“Cecilia, yang artinya lembut dan pandai menjaga perasaan," jawabku seraya menebarkan senyuman.
Sungguh aku benar-benar kesal dengan targetku kali ini. Sudah susah ditaklukkan, ucapannya begitu pedas hingga menusuk hati. Lain kali aku tidak boleh meremehkan siapapun. Aku pikir dia sama seperti targetku sebelumnya. Tapi nyatanya, dia amat berbeda.
Setelah makan malam...
Kulihat targetku merokok setelah masuk ke dalam mobil. Suasana pun sangat sunyi saat aku duduk di sampingnya. Tak tahu apa yang dia pikirkan, aku diam sajalah. Aku tidak boleh sembarang bertindak dalam menghadapi pria seperti ini.
Harus kuakui jika dia memang mempesona.
Kulihat langit malam dan cahaya oranye menyatu, menyinari wajahnya. Asap-asap rokok pun berterbangan memenuhi mobil. Untung saja dia membuka sedikit kaca mobilnya sehingga tidak terlalu membuatku sesak. Jika tidak, pastilah aku sudah terbatuk-batuk karenanya.
Sosok targetku ini harus kuakui jika tampan dan juga dingin. Entah mengapa aku merasa sangat tertantang untuk menaklukkannya.
Selama perjamuan dia mengenakan kemeja fuchsia mencolok dengan kancing yang tidak rapi. Dan kini tulang selangkanya dicemari oleh cahaya lampu, mulutnya pun sedang menghisap setengah batang rokok. Dia tampak mempesona di tengah keheningan malam.
Aku harus memikirkan cara untuk memanfaatkan kesempatan.
“Tampan?” tanyanya tiba-tiba.
Hah? Apa?!
Tiba-tiba saja dia bertanya yang memecah lamunanku tentangnya.
“Apa yang Anda katakan, Tuan?” tanyaku memastikan.
“Gue tampan nggak?” tanyanya lagi.
Dia bertanya dengan sedikit mabuk, lalu mencondongkan tubuhnya ke arahku. Matanya pun kini bertemu dengan mataku.
Jarak kami sangat dekat, bahkan aku dapat melihat sedikit rona merah di wajahnya, dari dagu hingga ke keningnya, dan juga aroma alkohol dari napasnya. Kata orang pria seperti targetku adalah pria yang ceroboh dan penyayang. Bibirnya tipis dengan bola mata persik. Tapi sepertinya, dia pengecualian. Walaupun mabuk dia tetap menjaga ketenangan yang membuat orang ketakutan.

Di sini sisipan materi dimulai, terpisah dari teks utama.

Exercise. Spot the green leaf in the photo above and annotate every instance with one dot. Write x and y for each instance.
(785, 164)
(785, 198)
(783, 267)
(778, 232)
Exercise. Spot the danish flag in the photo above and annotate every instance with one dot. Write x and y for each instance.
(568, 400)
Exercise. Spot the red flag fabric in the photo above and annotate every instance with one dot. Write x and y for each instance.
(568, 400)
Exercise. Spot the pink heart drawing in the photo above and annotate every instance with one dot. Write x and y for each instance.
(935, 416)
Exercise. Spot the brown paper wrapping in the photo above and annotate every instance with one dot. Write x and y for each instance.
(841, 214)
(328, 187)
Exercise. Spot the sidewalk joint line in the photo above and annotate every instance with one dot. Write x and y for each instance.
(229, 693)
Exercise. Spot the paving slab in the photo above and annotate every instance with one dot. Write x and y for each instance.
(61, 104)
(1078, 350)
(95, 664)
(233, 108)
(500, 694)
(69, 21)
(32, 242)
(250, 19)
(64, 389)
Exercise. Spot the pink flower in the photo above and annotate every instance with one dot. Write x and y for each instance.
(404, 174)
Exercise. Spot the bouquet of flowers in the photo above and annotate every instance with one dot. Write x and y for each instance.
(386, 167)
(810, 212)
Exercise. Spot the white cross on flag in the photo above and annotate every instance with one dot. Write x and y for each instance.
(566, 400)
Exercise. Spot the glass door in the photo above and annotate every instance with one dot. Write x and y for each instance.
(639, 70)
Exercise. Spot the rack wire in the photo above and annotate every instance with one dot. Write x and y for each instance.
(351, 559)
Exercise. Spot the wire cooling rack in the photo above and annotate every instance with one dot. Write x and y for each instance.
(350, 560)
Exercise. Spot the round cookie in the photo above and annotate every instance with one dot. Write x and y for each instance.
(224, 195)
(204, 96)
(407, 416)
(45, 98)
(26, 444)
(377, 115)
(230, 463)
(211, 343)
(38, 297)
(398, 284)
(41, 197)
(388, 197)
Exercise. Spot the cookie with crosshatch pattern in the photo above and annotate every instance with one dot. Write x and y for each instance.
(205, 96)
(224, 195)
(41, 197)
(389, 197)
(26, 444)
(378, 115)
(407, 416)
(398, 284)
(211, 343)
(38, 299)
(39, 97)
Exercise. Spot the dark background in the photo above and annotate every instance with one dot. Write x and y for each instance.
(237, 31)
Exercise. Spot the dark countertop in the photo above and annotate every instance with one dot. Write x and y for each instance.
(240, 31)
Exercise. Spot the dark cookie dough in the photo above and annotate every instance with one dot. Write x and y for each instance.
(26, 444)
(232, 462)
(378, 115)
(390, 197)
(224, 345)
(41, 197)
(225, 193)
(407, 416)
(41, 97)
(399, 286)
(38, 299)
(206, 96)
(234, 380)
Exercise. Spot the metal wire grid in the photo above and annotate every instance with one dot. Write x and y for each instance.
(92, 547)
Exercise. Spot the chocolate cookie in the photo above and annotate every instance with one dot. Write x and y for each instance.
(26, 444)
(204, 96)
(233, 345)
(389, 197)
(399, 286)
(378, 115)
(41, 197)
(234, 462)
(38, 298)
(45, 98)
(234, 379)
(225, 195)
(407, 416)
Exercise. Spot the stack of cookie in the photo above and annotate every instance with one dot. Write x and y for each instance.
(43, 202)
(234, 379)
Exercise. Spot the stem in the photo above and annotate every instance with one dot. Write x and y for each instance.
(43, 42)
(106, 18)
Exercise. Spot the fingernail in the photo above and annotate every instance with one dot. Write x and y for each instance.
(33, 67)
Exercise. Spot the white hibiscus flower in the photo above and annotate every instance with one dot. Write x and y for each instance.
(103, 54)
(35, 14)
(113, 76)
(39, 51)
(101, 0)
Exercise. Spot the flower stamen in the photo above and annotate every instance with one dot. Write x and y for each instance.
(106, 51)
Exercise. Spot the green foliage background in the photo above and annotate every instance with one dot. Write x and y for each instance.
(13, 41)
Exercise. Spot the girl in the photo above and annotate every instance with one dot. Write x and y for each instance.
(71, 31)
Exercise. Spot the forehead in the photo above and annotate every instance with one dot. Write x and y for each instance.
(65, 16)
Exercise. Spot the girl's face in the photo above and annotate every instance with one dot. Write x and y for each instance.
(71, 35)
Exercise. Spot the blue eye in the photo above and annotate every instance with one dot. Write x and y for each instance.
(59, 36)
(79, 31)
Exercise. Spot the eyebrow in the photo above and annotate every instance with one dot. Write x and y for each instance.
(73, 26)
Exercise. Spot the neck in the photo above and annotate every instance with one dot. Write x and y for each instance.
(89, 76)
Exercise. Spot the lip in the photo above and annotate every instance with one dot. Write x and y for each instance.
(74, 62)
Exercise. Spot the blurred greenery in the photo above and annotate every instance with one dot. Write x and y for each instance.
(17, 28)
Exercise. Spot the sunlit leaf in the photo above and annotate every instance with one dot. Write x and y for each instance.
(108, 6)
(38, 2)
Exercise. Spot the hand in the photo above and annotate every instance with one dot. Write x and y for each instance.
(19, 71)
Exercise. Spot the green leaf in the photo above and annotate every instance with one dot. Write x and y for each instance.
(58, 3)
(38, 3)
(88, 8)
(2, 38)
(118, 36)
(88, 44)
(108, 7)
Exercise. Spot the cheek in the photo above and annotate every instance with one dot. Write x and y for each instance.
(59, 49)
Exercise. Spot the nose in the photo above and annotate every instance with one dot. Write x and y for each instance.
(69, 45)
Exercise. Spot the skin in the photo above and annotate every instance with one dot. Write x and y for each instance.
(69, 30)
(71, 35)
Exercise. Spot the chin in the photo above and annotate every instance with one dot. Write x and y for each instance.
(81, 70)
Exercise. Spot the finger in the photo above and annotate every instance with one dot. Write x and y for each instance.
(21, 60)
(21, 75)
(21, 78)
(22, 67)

“Tuan Jackson tampan," kataku pelan sambil menatap kedua bola matanya.
Kutatap dirinya penuh arti dengan perasaan yang tersirat dari hatiku. Dan kulihat dia memperhatikan gerak-gerik bibirku ini.
"Pakai lipstik?” tanyanya lagi.
"Em,"
“Asistenku tidak butuh itu semua.”
Belum sempat aku menjawabnya, dia sudah menyela perkataanku. Mungkin dia memang seperti itu.
“Kalau Tuan Jackson tidak suka aku memakai lipstik, maka besok aku tidak akan memakainya lagi," kataku sambil merapikan kerah kemejanya.
Dia melirik sekilas jariku yang berada di kerah kemejanya, lalu kembali bersandar ke kursi. “Kalau gue nggak suka, lu nggak bakal lakuin?” tanyanya lagi.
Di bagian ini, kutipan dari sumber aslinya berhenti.